Rep. Claudia Tenney (R-N.Y.) was concerned with the performance of the Center for Medicare and Medicaid Innovation (CMMI), which develops and implements value-based care models for CMS. "I think that CMMI needs to rethink the way it engages with participants and relevant stakeholders to encourage greater participation," she said. Tenney asked the witnesses what they thought CMMI could be doing better.
Nuckolls said that the agency did reasonably well communicating with ACOs like his, but when it comes to information on the ACO's performance, "we need data sooner, so that we can respond to it." In addition, on the fee-for-service side of the practice, "we have to get inflation updates. We've been losing money each year, and we would not be able to recruit into our area without the ACO savings. ... The Advanced Alternative Payment Model [bonus] payments really have helped defray the inflation costs that we've had."

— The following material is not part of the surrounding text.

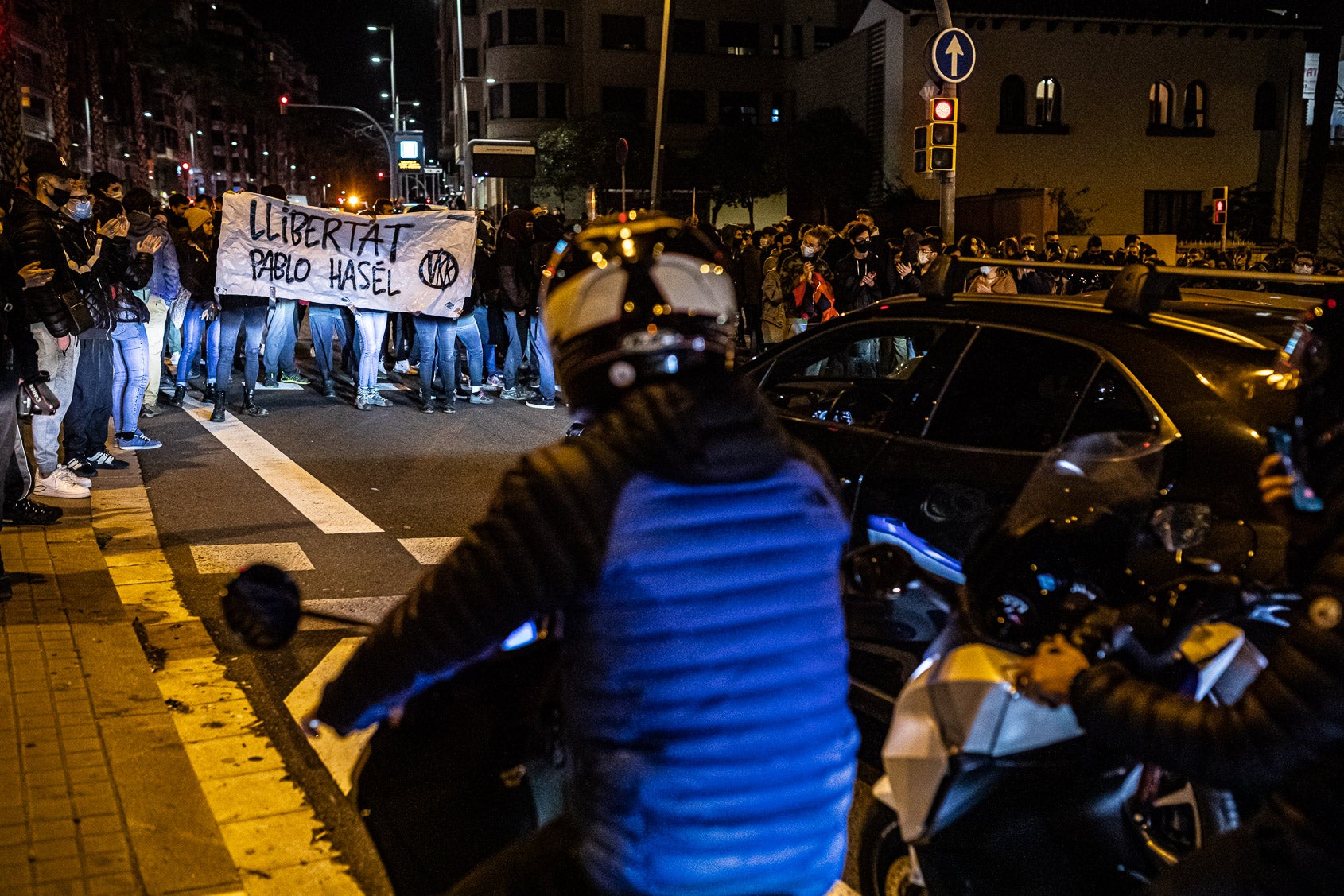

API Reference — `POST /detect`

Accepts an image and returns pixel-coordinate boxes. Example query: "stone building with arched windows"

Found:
[797,0,1309,238]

Tenney also asked what could be done to recruit more rural providers into ACOs. Sarah Chouinard, MD, chief medical officer at Main Street Health, a rural value-based care company, said doctors needed to be offered a more attractive way to practice medicine. "No one wants to go in and see 25 patients and deliver 15-minute healthcare, and also not have an idea of how sick these patients are," she said.
"So if we could build outpatient primary care models where we could look at a 'pyramid' of our patients and understand that the top 10% who are the very sickest and the very highest need -- what if I could spend an hour with that patient?" she continued. "What if we could really go through everything that they needed to understand about their chronic condition?"
In addition, expanding care teams to include diabetes educators and other physician extenders would also help, she noted.